Predictive Traffic Rule Compliance using Reinforcement Learning
Yanliang Huang, Sebastian Mair, Zhuoqi Zeng, Matthias Althoff
TL;DR
This work tackles predictive traffic rule compliance in autonomous driving by replacing the actor in an actor-critic framework with a cost-based motion planner, guided by the critic's state-value estimates. A graph neural network provides a rich, scalable representation of multi-vehicle traffic, and traffic rules are formalized via temporal logic robustness (STL) to shape rewards. Three German interstate rules, including a newly formalized R_I6, are treated with a hierarchical rule book to balance safety and efficiency, and a planner-generated macro-action explores feasible trajectories under safety constraints. Experiments on the highD dataset show improved long-horizon rule compliance for R_G1 and R_I6, with heatmap analyses indicating proactive, predictive behavior; however, complex interactions (notably for R_I2) reveal remaining challenges and the need for richer modeling and data.
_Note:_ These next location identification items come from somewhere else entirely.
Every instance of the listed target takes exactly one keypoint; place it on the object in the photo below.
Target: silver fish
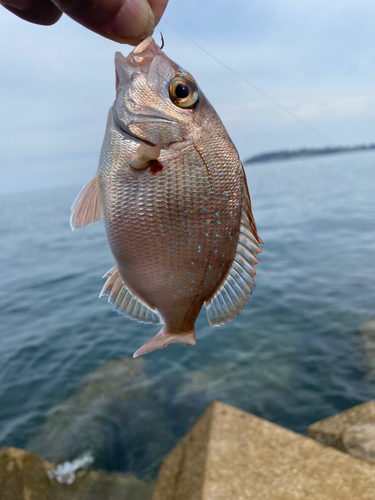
(172, 191)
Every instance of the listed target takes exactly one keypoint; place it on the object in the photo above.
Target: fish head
(157, 101)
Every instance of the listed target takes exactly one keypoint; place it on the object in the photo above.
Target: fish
(172, 192)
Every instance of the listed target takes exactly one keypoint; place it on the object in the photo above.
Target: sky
(314, 58)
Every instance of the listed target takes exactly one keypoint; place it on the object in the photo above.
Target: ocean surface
(294, 355)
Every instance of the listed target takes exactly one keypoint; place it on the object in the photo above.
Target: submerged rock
(115, 416)
(24, 476)
(367, 331)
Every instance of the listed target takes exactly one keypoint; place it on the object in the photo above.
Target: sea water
(294, 355)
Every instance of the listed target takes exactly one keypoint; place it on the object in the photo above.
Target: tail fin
(163, 338)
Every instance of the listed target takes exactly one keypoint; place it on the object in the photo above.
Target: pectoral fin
(144, 155)
(126, 302)
(87, 207)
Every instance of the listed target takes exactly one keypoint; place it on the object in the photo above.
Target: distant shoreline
(306, 153)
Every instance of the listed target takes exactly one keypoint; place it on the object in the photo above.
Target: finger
(35, 11)
(158, 7)
(124, 21)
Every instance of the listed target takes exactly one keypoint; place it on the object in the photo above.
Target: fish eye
(183, 92)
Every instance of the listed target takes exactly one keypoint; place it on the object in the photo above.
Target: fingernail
(17, 4)
(135, 21)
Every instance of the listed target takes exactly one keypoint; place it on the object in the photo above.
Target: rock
(348, 431)
(23, 476)
(230, 454)
(367, 332)
(110, 417)
(359, 441)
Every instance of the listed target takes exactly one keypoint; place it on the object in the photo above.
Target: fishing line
(253, 86)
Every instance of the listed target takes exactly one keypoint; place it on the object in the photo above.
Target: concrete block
(232, 455)
(352, 431)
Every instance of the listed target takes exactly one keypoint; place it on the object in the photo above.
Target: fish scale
(173, 195)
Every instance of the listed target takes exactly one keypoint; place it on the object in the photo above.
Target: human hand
(124, 21)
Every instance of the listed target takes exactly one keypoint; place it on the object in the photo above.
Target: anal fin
(163, 338)
(126, 302)
(87, 207)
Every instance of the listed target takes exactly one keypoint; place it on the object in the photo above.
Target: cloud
(314, 58)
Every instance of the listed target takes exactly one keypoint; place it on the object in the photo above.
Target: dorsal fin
(87, 207)
(237, 286)
(247, 209)
(126, 302)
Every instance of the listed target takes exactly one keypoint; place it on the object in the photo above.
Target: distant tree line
(305, 152)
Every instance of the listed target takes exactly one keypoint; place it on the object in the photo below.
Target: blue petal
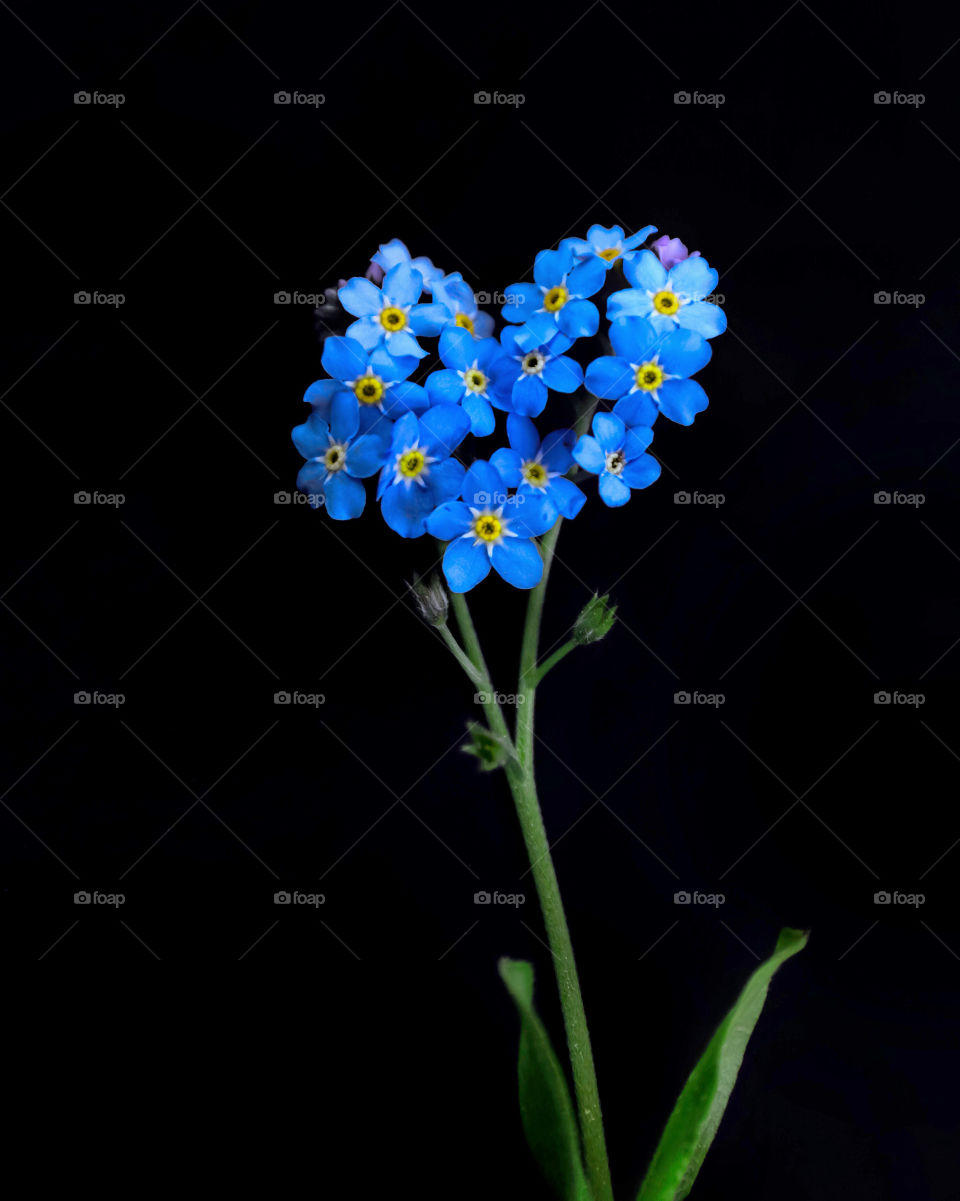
(562, 374)
(684, 352)
(344, 358)
(310, 482)
(483, 485)
(445, 388)
(361, 297)
(613, 491)
(609, 431)
(312, 437)
(449, 520)
(405, 508)
(403, 285)
(405, 398)
(507, 464)
(579, 318)
(345, 496)
(609, 377)
(566, 496)
(556, 452)
(428, 318)
(529, 396)
(364, 456)
(645, 272)
(681, 400)
(523, 435)
(589, 454)
(443, 428)
(695, 278)
(482, 420)
(404, 344)
(520, 300)
(345, 416)
(465, 565)
(642, 472)
(588, 278)
(638, 408)
(633, 339)
(628, 303)
(517, 560)
(458, 348)
(704, 317)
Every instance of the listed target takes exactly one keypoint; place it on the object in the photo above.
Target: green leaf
(546, 1107)
(697, 1113)
(489, 750)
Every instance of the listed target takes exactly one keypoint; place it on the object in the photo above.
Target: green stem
(523, 784)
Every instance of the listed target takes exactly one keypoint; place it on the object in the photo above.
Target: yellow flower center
(649, 376)
(411, 464)
(488, 527)
(335, 458)
(555, 298)
(535, 473)
(667, 303)
(475, 380)
(369, 389)
(392, 318)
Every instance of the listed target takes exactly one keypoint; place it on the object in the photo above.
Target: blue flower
(393, 252)
(607, 244)
(389, 316)
(616, 455)
(536, 470)
(478, 371)
(489, 529)
(337, 460)
(556, 302)
(455, 294)
(648, 374)
(418, 473)
(540, 368)
(374, 382)
(669, 298)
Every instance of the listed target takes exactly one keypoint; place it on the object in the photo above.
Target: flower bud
(595, 621)
(430, 598)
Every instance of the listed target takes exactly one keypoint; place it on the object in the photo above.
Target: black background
(387, 1031)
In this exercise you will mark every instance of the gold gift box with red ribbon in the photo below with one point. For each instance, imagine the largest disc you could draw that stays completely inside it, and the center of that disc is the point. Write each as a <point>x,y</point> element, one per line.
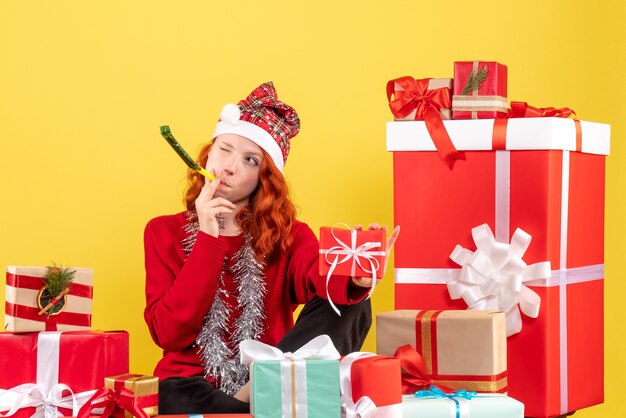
<point>479,90</point>
<point>145,390</point>
<point>460,349</point>
<point>24,286</point>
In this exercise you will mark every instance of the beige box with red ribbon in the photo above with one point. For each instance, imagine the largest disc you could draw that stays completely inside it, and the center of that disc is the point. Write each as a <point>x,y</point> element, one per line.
<point>26,297</point>
<point>517,226</point>
<point>459,349</point>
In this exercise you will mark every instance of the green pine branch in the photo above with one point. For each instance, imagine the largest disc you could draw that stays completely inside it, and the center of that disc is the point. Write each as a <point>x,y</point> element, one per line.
<point>58,278</point>
<point>475,80</point>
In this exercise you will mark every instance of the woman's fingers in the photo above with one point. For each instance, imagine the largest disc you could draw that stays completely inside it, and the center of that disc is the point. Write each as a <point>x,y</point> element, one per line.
<point>213,185</point>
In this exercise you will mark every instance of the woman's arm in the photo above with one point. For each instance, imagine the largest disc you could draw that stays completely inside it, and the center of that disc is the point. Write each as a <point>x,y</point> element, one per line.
<point>179,292</point>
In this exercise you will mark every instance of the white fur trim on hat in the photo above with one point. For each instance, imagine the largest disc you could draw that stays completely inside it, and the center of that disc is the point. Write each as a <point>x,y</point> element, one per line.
<point>230,113</point>
<point>255,134</point>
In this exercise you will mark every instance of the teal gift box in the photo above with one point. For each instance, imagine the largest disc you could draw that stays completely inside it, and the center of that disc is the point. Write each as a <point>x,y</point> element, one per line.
<point>481,406</point>
<point>295,388</point>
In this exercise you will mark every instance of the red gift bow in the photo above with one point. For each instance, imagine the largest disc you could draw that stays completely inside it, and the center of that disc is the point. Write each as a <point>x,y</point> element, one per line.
<point>524,110</point>
<point>415,376</point>
<point>416,96</point>
<point>109,399</point>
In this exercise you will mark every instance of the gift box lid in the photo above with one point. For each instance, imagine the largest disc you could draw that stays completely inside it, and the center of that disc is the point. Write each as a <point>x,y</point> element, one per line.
<point>548,133</point>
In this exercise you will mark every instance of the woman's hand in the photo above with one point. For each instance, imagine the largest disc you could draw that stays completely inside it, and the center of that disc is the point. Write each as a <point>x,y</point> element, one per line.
<point>208,207</point>
<point>367,281</point>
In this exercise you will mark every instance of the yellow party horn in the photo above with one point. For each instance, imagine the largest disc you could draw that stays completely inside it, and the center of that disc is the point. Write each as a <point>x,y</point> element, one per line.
<point>167,134</point>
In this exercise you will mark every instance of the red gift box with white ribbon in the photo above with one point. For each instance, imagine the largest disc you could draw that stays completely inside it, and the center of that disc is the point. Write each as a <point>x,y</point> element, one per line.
<point>370,386</point>
<point>24,286</point>
<point>353,253</point>
<point>50,374</point>
<point>535,186</point>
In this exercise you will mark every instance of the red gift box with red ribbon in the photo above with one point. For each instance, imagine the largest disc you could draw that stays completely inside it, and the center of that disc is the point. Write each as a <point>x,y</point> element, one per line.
<point>370,386</point>
<point>125,396</point>
<point>24,287</point>
<point>57,371</point>
<point>545,176</point>
<point>479,90</point>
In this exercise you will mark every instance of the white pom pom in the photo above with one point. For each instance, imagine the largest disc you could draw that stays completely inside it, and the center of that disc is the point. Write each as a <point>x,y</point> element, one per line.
<point>230,113</point>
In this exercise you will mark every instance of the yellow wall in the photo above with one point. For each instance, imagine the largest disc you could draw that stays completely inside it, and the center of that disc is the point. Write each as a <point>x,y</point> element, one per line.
<point>84,87</point>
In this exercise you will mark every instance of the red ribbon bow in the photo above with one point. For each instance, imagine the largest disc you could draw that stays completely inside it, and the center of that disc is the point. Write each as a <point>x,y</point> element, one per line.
<point>524,110</point>
<point>426,103</point>
<point>110,400</point>
<point>415,376</point>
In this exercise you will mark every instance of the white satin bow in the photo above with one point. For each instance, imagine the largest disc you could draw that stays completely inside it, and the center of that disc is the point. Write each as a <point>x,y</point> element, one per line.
<point>319,348</point>
<point>493,276</point>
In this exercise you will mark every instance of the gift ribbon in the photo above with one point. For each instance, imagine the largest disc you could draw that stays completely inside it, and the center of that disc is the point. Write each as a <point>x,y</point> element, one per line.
<point>459,410</point>
<point>51,321</point>
<point>415,376</point>
<point>32,312</point>
<point>123,398</point>
<point>426,103</point>
<point>293,368</point>
<point>47,394</point>
<point>493,276</point>
<point>475,103</point>
<point>36,283</point>
<point>524,110</point>
<point>364,407</point>
<point>359,255</point>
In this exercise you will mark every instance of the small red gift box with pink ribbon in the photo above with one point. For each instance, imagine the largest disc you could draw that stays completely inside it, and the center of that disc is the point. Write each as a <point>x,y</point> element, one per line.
<point>370,386</point>
<point>25,291</point>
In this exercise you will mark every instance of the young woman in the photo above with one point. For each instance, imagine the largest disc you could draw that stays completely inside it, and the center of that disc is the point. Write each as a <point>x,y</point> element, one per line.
<point>236,264</point>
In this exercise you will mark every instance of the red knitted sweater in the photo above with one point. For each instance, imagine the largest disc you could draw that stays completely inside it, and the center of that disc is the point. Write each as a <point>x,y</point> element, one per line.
<point>180,292</point>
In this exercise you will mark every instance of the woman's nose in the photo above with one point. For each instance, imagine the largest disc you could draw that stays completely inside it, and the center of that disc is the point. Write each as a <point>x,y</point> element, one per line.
<point>229,164</point>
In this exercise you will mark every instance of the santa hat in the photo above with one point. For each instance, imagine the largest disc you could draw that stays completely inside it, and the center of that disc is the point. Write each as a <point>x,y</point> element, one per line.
<point>264,120</point>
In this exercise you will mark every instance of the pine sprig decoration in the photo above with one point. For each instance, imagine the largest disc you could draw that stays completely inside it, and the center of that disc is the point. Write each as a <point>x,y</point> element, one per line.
<point>57,279</point>
<point>475,80</point>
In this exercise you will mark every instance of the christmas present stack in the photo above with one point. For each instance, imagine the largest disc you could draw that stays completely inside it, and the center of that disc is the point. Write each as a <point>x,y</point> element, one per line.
<point>501,210</point>
<point>63,364</point>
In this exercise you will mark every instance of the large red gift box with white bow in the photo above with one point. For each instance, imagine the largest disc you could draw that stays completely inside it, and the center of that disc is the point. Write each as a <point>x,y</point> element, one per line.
<point>534,187</point>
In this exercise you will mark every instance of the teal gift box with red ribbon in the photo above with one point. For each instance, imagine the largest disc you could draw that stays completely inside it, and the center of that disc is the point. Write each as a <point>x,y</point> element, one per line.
<point>517,226</point>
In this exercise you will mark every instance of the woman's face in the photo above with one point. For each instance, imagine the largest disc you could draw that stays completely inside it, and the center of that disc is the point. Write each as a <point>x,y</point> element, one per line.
<point>240,159</point>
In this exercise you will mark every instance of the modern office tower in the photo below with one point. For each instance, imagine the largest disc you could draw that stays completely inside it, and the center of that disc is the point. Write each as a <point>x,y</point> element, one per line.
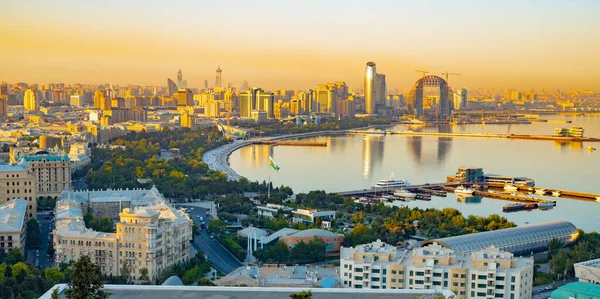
<point>218,77</point>
<point>487,273</point>
<point>150,233</point>
<point>179,80</point>
<point>117,103</point>
<point>171,87</point>
<point>100,100</point>
<point>3,106</point>
<point>184,97</point>
<point>370,73</point>
<point>30,101</point>
<point>13,225</point>
<point>18,181</point>
<point>76,100</point>
<point>380,90</point>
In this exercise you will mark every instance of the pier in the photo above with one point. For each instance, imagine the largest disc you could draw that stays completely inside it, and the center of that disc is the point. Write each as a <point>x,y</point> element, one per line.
<point>485,135</point>
<point>291,143</point>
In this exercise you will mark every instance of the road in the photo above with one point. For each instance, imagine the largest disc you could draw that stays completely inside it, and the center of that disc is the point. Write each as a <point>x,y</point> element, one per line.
<point>222,260</point>
<point>44,242</point>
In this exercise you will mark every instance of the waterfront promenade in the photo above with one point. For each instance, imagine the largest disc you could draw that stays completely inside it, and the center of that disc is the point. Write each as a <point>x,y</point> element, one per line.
<point>216,159</point>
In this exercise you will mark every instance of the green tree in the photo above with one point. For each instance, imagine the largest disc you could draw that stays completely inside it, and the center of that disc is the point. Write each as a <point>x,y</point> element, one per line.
<point>144,274</point>
<point>87,281</point>
<point>33,234</point>
<point>302,295</point>
<point>54,274</point>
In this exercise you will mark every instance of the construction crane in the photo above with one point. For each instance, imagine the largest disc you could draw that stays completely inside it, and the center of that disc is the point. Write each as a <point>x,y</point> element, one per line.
<point>422,71</point>
<point>448,74</point>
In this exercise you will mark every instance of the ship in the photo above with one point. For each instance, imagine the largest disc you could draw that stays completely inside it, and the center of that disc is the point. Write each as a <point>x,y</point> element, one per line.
<point>463,191</point>
<point>511,207</point>
<point>391,183</point>
<point>510,187</point>
<point>546,204</point>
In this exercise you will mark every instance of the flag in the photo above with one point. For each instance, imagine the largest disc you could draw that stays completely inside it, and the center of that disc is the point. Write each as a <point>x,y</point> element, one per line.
<point>273,164</point>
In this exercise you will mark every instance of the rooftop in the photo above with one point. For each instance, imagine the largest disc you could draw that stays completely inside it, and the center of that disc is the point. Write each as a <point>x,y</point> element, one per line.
<point>185,292</point>
<point>12,215</point>
<point>314,232</point>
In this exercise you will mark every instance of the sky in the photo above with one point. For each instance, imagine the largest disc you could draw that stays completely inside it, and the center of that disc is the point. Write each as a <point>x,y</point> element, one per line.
<point>299,44</point>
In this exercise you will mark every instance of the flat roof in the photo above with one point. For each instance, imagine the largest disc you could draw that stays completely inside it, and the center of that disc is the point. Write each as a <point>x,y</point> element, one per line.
<point>192,292</point>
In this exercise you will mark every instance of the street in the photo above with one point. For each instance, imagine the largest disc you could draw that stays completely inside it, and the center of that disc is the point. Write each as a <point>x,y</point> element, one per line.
<point>221,258</point>
<point>42,255</point>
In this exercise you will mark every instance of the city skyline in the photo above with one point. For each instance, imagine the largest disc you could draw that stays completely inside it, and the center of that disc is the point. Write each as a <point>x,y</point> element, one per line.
<point>502,45</point>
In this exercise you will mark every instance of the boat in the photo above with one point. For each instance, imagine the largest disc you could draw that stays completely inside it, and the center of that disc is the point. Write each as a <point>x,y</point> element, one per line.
<point>391,183</point>
<point>373,131</point>
<point>462,190</point>
<point>513,207</point>
<point>531,206</point>
<point>510,187</point>
<point>405,194</point>
<point>546,204</point>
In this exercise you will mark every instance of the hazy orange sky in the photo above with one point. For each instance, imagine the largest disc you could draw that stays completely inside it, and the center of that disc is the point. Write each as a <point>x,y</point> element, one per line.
<point>285,44</point>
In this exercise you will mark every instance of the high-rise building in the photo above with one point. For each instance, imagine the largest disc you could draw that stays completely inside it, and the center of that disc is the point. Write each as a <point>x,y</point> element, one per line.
<point>184,97</point>
<point>488,273</point>
<point>370,73</point>
<point>380,90</point>
<point>179,80</point>
<point>3,106</point>
<point>218,77</point>
<point>101,101</point>
<point>31,101</point>
<point>171,87</point>
<point>18,181</point>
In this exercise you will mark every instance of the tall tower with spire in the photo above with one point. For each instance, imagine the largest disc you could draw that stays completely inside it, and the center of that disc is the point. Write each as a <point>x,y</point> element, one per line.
<point>179,79</point>
<point>218,77</point>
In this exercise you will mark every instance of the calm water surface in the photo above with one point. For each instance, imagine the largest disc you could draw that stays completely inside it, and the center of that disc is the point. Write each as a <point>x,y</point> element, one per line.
<point>353,162</point>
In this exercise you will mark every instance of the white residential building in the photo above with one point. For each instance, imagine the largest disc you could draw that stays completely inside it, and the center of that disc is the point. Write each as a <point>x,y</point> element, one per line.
<point>488,273</point>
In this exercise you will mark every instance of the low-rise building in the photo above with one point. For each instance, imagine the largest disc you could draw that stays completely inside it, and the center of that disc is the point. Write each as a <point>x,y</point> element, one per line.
<point>481,274</point>
<point>311,216</point>
<point>150,233</point>
<point>17,181</point>
<point>333,242</point>
<point>588,271</point>
<point>12,225</point>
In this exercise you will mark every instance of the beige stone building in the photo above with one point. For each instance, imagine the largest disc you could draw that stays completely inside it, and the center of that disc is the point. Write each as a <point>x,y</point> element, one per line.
<point>489,273</point>
<point>149,234</point>
<point>12,225</point>
<point>16,181</point>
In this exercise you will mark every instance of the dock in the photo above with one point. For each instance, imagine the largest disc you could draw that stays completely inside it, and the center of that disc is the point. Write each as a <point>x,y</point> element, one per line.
<point>485,135</point>
<point>563,193</point>
<point>291,143</point>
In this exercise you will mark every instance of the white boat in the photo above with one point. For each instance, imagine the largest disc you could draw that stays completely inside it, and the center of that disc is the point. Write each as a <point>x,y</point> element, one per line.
<point>373,131</point>
<point>405,194</point>
<point>391,183</point>
<point>511,188</point>
<point>462,190</point>
<point>546,205</point>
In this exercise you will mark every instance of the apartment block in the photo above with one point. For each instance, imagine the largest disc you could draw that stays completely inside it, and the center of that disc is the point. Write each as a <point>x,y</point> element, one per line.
<point>150,233</point>
<point>17,181</point>
<point>489,273</point>
<point>12,225</point>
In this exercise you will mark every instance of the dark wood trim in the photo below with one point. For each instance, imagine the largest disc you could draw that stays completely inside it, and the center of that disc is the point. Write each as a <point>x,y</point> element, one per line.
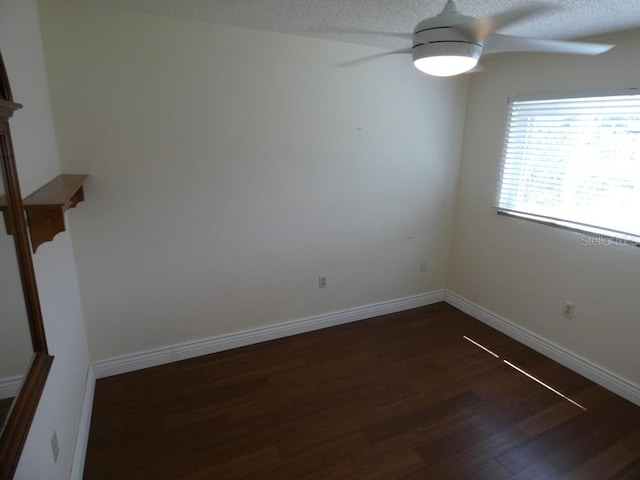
<point>46,206</point>
<point>24,408</point>
<point>5,86</point>
<point>16,428</point>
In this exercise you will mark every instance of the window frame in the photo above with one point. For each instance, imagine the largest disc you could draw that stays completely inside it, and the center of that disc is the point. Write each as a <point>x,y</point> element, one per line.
<point>591,233</point>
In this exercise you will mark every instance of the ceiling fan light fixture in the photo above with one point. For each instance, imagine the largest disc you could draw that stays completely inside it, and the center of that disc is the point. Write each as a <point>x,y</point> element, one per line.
<point>446,59</point>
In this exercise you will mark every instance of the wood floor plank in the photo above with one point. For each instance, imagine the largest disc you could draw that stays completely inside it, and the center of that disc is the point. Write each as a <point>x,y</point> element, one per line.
<point>401,396</point>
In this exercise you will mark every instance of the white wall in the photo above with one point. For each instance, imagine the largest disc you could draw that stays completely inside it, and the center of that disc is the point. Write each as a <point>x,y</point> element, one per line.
<point>37,159</point>
<point>524,271</point>
<point>230,168</point>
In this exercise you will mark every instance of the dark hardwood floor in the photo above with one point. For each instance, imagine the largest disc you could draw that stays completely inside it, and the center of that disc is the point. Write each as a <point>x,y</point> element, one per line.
<point>403,396</point>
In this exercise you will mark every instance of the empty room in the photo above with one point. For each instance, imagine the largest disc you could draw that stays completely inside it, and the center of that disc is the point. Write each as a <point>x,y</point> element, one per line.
<point>320,240</point>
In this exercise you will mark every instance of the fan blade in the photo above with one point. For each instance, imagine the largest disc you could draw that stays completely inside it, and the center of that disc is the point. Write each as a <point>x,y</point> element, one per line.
<point>497,43</point>
<point>358,31</point>
<point>477,69</point>
<point>357,61</point>
<point>480,28</point>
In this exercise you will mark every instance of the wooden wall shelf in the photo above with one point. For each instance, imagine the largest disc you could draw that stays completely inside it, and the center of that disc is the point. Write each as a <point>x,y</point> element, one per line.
<point>46,206</point>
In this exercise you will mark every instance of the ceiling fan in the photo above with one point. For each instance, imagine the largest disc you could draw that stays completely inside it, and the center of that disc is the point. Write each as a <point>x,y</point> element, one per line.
<point>451,43</point>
Overall, the hybrid planning-plus-prediction approach advances explainable, rule-aware autonomous planning with practical implications for safety-critical driving applications.
Abstract
Autonomous vehicle path planning has reached a stage where safety and regulatory compliance are crucial. This paper presents an approach that integrates a motion planner with a deep reinforcement learning model to predict potential traffic rule violations. Our main innovation is replacing the standard actor network in an actor-critic method with a motion planning module, which ensures both stable and interpretable trajectory generation. In this setup, we use traffic rule robustness as the reward to train a reinforcement learning agent's critic, and the output of the critic is directly used as the cost function of the motion planner, which guides the choices of the trajectory. We incorporate some key interstate rules from the German Road Traffic Regulation into a rule book and use a graph-based state representation to handle complex traffic information. Experiments on an open German highway dataset show that the model can predict and prevent traffic rule violations beyond the planning horizon, increasing safety and rule compliance in challenging traffic scenarios.